Devant eux, la ruelle se terminait par un grand échafaudage monté sur la façade d’un bâtiment en rénovation. Une vraie aubaine.
— C’est un cul-de-sac ! cria Lecca. On le tient !
Pourtant l’animal devant eux ne semblait pas ralentir et fonçait droit sur la construction de bois.
Puis naturellement, il prit la seule voie qui s’offrait à lui et grimpa sur la rampe menant au toit. Le chemin était étroit, mais l’animal était agile. Lecca et les autres l’imitèrent.
La scène paraissait comique, comme un spectacle de saltimbanque faisant sa démonstration en pleine rue.
Lorsqu’ils rejoignirent les toits de Ceatobria, l’assassin avait déjà pris de l’avance et sa monture bondit sur un bâtiment adjacent. Dans ce quartier, les toits plats offraient un terrain propice à l’échappatoire — si les structures parvenaient à maintenir le poids d’un cheval, bien entendu.
La ruse de l’assassin avait toutefois un défaut : il était à découvert et faisait une cible facile. Redaell accéléra le pas — aussi à l’aise sur un cheval qu’à une table de jeu — et pointa son arme vers les fuyards. Le carreau fila en sifflant. Il aurait atteint sa cible si l’assassin n’avait pas déporté sa monture au dernier moment.
Redaell ne s’avoua pas vaincu pour autant. Il dégaina son épée et fonça sur sa cible, son destrier bondissant d’un toit à l’autre avec grâce.
Le hardi allait réussir à arrêter l’assassin ! Il s’apprêta à frapper, visant le flanc pour ne pas tuer. Sa lame tomba… et rencontra la lame d’un cimeterre tenu par l’assassin. Lecca aurait juré ne pas avoir vu d’où provenait l’arme.
L’assassin surprit Redaell qui en perdit son épée. Puis d’un coup de pied bien placé, il fit chuter Redaell qui alla s’écraser au bord d’un toit.
Redaell était hors-jeux, Zerra était hors de portée, trop encombrant pour que sa monture saute ne serait-ce qu’un toit. Il ne restait plus que Lecca. Le dernier carreau devait faire mouche.
Il regarda au loin et comprit que le moment propice arrivait. La course poursuite avait trop durée, ils s’approchaient du marché, où les toits étaient bien plus distants et impossibles à enjamber, même pour le plus puissant des étalons.
Lecca avait gagné. Il pointa son arme sur le dos de l’assassin fonçant vers un mort certaine.
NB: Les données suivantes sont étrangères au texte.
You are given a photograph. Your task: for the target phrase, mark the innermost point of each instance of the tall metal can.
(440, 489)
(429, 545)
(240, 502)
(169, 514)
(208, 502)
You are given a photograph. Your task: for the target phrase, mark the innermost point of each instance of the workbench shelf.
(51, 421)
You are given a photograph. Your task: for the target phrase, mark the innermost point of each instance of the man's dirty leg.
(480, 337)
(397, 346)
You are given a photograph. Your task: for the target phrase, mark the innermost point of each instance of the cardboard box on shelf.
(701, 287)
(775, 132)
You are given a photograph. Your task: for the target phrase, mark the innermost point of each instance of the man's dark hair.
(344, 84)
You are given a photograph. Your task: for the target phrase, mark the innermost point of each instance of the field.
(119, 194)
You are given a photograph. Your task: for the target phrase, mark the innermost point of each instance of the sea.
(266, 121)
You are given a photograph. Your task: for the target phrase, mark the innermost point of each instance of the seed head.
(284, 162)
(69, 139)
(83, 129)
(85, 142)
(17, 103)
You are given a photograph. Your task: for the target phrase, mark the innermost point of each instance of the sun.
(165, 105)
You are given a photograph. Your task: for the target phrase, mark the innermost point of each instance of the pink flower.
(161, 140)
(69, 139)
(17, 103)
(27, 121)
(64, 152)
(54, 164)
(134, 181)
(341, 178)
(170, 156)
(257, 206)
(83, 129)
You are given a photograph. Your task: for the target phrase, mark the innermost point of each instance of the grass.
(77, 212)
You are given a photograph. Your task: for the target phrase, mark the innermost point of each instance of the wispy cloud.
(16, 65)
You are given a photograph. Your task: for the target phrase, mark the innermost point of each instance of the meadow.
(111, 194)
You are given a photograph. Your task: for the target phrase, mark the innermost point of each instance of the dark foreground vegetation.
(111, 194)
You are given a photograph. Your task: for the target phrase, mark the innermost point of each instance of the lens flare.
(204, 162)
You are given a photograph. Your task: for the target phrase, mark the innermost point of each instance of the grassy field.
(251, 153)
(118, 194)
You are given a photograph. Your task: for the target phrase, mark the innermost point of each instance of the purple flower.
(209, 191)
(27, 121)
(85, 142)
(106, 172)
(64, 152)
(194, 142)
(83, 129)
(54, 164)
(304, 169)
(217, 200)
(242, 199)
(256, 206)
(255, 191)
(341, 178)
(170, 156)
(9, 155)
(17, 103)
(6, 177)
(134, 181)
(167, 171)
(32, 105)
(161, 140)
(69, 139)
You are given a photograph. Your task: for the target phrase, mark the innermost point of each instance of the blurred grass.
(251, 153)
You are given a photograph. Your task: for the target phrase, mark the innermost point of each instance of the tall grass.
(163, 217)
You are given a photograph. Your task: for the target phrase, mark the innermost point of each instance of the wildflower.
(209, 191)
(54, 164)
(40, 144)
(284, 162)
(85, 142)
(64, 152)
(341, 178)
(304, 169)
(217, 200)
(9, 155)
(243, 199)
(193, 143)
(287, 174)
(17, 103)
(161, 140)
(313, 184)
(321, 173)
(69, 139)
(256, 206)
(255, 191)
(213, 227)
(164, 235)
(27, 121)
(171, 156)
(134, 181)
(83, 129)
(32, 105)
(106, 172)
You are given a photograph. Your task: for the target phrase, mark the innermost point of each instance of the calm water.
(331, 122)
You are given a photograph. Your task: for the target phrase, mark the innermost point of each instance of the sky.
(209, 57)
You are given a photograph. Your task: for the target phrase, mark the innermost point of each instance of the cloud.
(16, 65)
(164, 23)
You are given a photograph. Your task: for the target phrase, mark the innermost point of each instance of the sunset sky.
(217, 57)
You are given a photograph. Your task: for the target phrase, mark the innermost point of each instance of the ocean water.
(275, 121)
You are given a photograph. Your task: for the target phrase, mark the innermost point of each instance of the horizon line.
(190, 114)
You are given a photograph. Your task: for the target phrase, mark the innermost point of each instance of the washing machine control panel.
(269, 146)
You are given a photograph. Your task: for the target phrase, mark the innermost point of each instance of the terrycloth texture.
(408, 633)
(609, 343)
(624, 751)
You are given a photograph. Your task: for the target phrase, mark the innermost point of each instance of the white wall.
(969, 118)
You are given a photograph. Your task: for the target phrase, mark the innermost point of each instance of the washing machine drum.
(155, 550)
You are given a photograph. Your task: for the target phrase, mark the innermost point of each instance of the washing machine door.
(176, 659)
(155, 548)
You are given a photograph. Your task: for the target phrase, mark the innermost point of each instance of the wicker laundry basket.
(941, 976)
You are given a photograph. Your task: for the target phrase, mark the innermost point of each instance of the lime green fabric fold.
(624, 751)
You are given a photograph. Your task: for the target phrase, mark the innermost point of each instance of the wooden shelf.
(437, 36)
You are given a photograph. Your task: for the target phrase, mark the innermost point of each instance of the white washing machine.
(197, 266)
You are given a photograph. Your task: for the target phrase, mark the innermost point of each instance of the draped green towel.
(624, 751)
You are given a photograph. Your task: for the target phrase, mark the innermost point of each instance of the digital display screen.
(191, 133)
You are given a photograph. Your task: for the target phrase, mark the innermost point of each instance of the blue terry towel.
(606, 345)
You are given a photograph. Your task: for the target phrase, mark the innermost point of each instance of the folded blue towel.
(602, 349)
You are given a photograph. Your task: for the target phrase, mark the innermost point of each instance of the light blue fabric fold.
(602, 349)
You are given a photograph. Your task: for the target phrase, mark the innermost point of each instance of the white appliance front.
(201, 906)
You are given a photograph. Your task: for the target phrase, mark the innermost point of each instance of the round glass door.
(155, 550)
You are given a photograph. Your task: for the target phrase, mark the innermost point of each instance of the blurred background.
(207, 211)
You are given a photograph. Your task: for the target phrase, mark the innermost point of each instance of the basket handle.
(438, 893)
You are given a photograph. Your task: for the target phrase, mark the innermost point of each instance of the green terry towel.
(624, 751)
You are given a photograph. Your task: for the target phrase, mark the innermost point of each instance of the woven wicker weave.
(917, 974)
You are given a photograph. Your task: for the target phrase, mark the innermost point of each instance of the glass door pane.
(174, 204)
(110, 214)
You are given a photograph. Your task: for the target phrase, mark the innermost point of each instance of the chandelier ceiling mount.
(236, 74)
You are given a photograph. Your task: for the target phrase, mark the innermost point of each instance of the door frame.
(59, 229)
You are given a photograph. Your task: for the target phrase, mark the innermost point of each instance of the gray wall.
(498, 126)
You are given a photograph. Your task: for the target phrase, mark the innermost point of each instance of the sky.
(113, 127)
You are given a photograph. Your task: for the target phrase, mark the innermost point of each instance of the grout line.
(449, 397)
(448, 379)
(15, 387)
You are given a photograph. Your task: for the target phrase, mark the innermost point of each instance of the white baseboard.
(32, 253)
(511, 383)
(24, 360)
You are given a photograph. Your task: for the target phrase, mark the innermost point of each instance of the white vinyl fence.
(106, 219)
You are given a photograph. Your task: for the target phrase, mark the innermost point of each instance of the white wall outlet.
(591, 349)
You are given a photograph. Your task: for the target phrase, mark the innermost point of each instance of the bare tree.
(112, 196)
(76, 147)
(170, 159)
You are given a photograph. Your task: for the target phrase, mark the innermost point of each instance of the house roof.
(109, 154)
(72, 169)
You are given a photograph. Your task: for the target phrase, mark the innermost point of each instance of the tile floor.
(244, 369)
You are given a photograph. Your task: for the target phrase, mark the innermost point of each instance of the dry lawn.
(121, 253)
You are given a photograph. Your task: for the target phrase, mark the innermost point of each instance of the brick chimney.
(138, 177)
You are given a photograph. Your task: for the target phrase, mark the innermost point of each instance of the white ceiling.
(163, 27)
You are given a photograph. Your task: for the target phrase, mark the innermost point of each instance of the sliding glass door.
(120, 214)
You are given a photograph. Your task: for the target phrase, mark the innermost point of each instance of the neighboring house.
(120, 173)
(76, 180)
Cet imbécile n’avait-il pas vu le gouffre les séparant du prochain bâtiment ?
Seulement quelques mètres les séparaient maintenant du bord du toit et le cheval comprit à son tour qu’il ne pourrait sauter si loin.
L’animal freina abruptement, ses sabots dérapèrent sur les tuiles glissantes. Lecca tira et le carreau fonça en ligne droite pour se planter dans l’épaule de l’assassin.
Le geste soudain du cheval envoya l’assassin et la jeune femme dans les airs. Lecca allait devoir ramasser les morceaux et expliquer au Haut-Mysteriarch pourquoi sa cible était en bouillit…
Mais contre toute attente, les deux fugitifs ne tombèrent pas. L’assassin tenait sa compagne d’un bras et de l’autre, fit jaillir une bourrasque qui les emmena jusqu’à la prochaine toiture.
Lecca arrêta sa monture au bord du précipice. Lui n’avait pas le luxe de pouvoir voler.
De l’autre côté, l’assassin se releva tant bien que mal, déjà victime des effets du poison. La jeune femme le prit sous l’épaule et l’emmena. Lecca n’avait nulle part où les suivre, coincé sur une toiture n’offrant aucune issue.
Il avait sous estimé son opposant qu’il croyait être un charlatan se faisant passer pour un Mage. Il ne referait pas la même erreur deux fois.